Green light for Moon launch
By Helen Briggs
BBC News Online science reporter

Europe's first mission to the Moon has been given the green light for launch on 28 August.
Posted Image
We'll do great science
Prof Manuel Grande

The move was rubber stamped on Wednesday at a flight review at the European Space Agency's research centre in the Netherlands (Estec).

Smart 1 is currently in storage there but will be flown to the Kourou spaceport in French Guiana in the next few days.

"This is the go-ahead to pack the whole thing in a crate and send it to the launch site," says Manuel Grande, the leading British scientist on the project.

"All we have to do now is go to Kourou and light the blue touch paper."

Launch delay

The lunar probe should have left Earth in March but its take-off was put back following a failed rocket launch last December.

The incident led to a shake-up of the Ariane 5 rocket programme and several Esa space missions were put on hold.

Smart 1 will be the first high-profile Ariane 5 launch since then. It will mark the beginning of a voyage to explore the cratered world we see every day from Earth.

The probe will map the composition of the Moon in an attempt to solve the mystery of how it was born.

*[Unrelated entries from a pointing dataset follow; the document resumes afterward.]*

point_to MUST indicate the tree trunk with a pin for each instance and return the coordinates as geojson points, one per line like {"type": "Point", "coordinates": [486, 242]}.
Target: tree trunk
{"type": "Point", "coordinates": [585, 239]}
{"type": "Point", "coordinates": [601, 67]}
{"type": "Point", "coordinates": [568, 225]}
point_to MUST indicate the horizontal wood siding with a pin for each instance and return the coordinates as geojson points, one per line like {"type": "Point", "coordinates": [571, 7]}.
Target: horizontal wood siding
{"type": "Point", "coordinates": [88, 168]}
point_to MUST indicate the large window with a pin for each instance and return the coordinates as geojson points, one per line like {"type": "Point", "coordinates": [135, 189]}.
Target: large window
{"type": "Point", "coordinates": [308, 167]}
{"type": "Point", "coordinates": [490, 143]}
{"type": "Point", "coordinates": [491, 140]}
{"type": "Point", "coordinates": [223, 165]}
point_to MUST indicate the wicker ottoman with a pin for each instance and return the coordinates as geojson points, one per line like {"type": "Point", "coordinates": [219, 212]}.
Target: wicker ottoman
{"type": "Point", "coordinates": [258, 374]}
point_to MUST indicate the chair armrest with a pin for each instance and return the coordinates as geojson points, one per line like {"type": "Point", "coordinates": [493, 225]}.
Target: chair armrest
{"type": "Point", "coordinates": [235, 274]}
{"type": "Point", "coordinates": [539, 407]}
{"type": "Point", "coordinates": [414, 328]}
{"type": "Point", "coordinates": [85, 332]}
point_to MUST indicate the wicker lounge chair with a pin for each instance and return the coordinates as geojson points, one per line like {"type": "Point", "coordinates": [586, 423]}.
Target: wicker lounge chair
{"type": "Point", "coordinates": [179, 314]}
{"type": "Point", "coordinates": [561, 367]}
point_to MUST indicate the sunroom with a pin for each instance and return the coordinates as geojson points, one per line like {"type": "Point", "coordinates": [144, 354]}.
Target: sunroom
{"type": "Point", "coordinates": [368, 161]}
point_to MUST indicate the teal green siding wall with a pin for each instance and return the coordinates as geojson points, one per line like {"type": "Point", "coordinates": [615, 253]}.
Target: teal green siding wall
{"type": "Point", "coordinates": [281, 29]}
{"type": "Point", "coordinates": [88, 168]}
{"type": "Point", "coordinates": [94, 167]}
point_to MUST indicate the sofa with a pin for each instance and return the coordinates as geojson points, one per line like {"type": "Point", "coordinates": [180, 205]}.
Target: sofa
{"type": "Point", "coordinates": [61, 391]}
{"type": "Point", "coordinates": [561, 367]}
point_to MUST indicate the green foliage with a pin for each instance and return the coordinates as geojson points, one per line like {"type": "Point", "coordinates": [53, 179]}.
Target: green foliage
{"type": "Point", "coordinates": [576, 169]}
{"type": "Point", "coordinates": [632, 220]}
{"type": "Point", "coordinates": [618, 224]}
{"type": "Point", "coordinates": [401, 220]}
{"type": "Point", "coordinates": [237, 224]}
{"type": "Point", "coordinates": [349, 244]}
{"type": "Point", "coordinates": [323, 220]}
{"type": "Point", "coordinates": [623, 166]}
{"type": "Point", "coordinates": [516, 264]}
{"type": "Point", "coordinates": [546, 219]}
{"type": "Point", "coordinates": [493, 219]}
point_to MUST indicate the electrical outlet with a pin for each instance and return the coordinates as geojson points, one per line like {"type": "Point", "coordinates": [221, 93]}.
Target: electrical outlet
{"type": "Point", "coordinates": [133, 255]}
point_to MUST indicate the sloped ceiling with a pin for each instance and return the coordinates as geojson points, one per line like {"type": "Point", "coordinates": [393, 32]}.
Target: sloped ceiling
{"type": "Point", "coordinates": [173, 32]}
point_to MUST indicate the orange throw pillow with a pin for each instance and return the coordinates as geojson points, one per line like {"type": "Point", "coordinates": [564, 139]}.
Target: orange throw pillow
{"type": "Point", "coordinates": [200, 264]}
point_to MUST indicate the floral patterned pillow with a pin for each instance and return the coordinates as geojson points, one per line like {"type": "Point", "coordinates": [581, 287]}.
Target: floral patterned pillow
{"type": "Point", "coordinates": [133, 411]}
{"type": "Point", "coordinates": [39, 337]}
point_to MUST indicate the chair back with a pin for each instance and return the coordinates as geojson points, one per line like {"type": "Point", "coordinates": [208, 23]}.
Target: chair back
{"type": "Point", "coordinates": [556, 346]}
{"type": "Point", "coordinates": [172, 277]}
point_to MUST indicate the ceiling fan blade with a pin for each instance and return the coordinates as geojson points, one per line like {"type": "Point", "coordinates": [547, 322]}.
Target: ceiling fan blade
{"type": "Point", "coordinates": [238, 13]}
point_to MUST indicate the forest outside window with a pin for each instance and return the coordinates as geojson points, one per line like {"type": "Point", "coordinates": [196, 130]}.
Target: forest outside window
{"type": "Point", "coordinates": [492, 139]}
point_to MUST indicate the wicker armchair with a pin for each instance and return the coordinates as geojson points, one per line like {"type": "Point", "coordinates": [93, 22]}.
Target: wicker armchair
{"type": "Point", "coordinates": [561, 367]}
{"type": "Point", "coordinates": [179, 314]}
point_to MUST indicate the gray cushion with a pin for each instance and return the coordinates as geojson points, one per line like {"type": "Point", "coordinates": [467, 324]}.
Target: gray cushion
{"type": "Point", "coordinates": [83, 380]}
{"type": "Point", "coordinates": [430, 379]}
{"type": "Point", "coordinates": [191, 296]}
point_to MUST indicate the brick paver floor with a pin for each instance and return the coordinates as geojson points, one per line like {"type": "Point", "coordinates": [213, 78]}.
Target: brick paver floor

It will also pave the way for travelling faster and further into deep space.

Smart 1 is using an innovative form of propulsion - an ion thruster - that will take it on a 15-month journey to the Moon.

The technology has been used only once before on an interplanetary mission by the US space agency (Nasa).

"This is Europe's first solar-powered space craft - it uses solar power instead of rocket fuel to get to the Moon," says Professor Grande, of the Rutherford Appleton Laboratory in Oxfordshire.

Faster, cheaper

Much of the technology used on Smart 1 will find its way on to Europe's Bepi-Colombo mission to Mercury which should launch at the end of this decade.

Once in orbit around the Earth's natural satellite, the craft will produce an X-ray map in an attempt to deduce precisely how the Moon was made.

One idea is that a Mars-sized object smashed into the juvenile Earth, flinging up debris which later merged to form the Moon.

If this actually happened, the Moon should contain less iron than the Earth, compared to lighter elements such as magnesium and aluminium.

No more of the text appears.